In this moment, I felt like James Taylor was reaching out to me directly. It was eerie, but beautiful. Somehow the words of his sweet cowboy waltz were the most comforting thing I’d ever heard, eighteen years old, so far from home, feeling every bit of the weight of ten miles behind me and ten thousand more to go:
There’s a song that they sing when they take to the highway
A song that they sing when they take to the sea
A song that they sing of their home in the sky
Maybe you can believe it if it helps you to sleep
But singing works just fine for me
And so James Taylor’s always been someone I go to when the world feels too heavy. I think of another sleepless night over a decade later, a traumatic phone call I got from my mom that started “the important thing to know is that I’m okay” that ended with me finding out that my stepdad had tried to kill her. I wrote a full account of that moment in our lives on my old Tumblr when it happened, because a truly shockingly awful thing happened in the aftermath of all of that which is that no one believed us when we told them what we’d been living with for the last twenty years. I needed it in print, somewhere I could point people to it. (It’s why I never deleted my Tumblr.) I’d watched as my mom — in simply surviving — was judged by people who’d claimed to be her friends for walking away from decades of psychological abuse that culminated in her almost dying. My rage kept me awake for long stretches at a time, and the only thing that got me back to sleep… was James Taylor’s song “You Can Close Your Eyes”:
In my soul-deep exhaustion in that moment, all I can remember is hearing I don’t know no love songs and I can’t sing the blues anymore, but I can sing this song, and you can sing this song when I’m gone, and thinking it was the only real thing I’d ever heard committed to tape.

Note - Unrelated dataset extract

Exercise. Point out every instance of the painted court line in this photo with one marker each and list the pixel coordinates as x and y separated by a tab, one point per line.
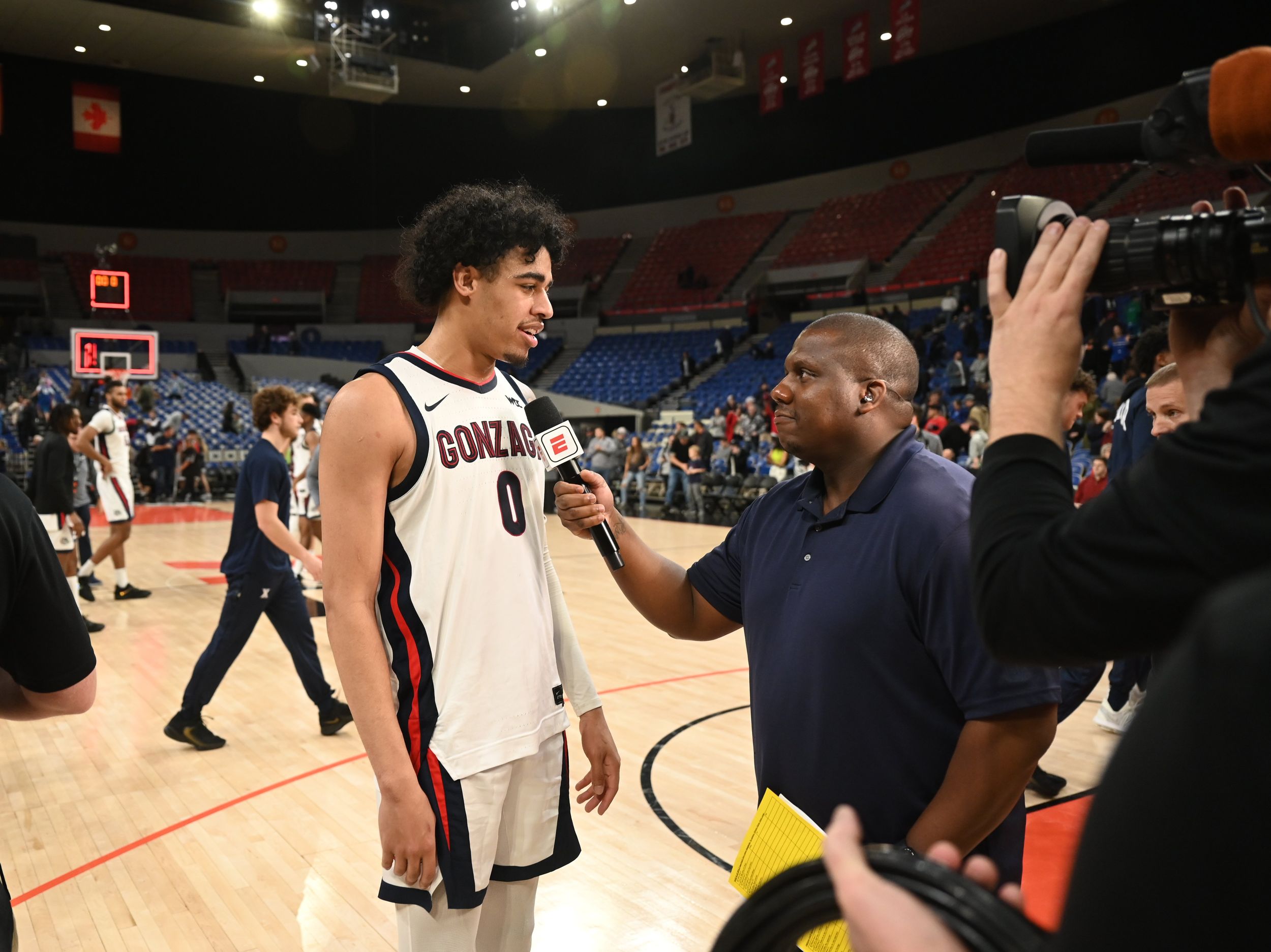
227	805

Both of these songs are lullabies, in their way. A thing that I learned when I went through cognitive processing therapy earlier this year is that on the other side of every moment of deeply embedded trauma I’ve excavated is a memory of someone who cared about me very much or someone who helped me. Our brains are great at leapfrogging past the good in our memories to the awful, and part of healing is taking a step back and reconciling the good with the bad. And in both of these moments, funnily enough, there was James Taylor and his guitar, ready to remind me that songs were the thing that could save me.
what I did this week
I went to see the world premiere of Nico Juber’s deliriously funny Millennials Are Killing Musicals this week at the Colony Theatre in Burbank. (Let me tell you, more shows should happen at this place. It’s attached to the mall’s parking garage, it’s glorious.) I’ve already gushed on main about how much this piece delighted me, but I’ll say it again: Nico’s voice is so smart and sharp and singular, and I cannot wait for this show to find its audience. Sadly it will have closed by the time you read this, but I have a feeling you will get another chance to see it very soon.
what’s next?
I’m headed back east this weekend for a wedding in which I have been conscripted to play the castanets, a thing I have never done in my life. I will of course report back on how I do with this.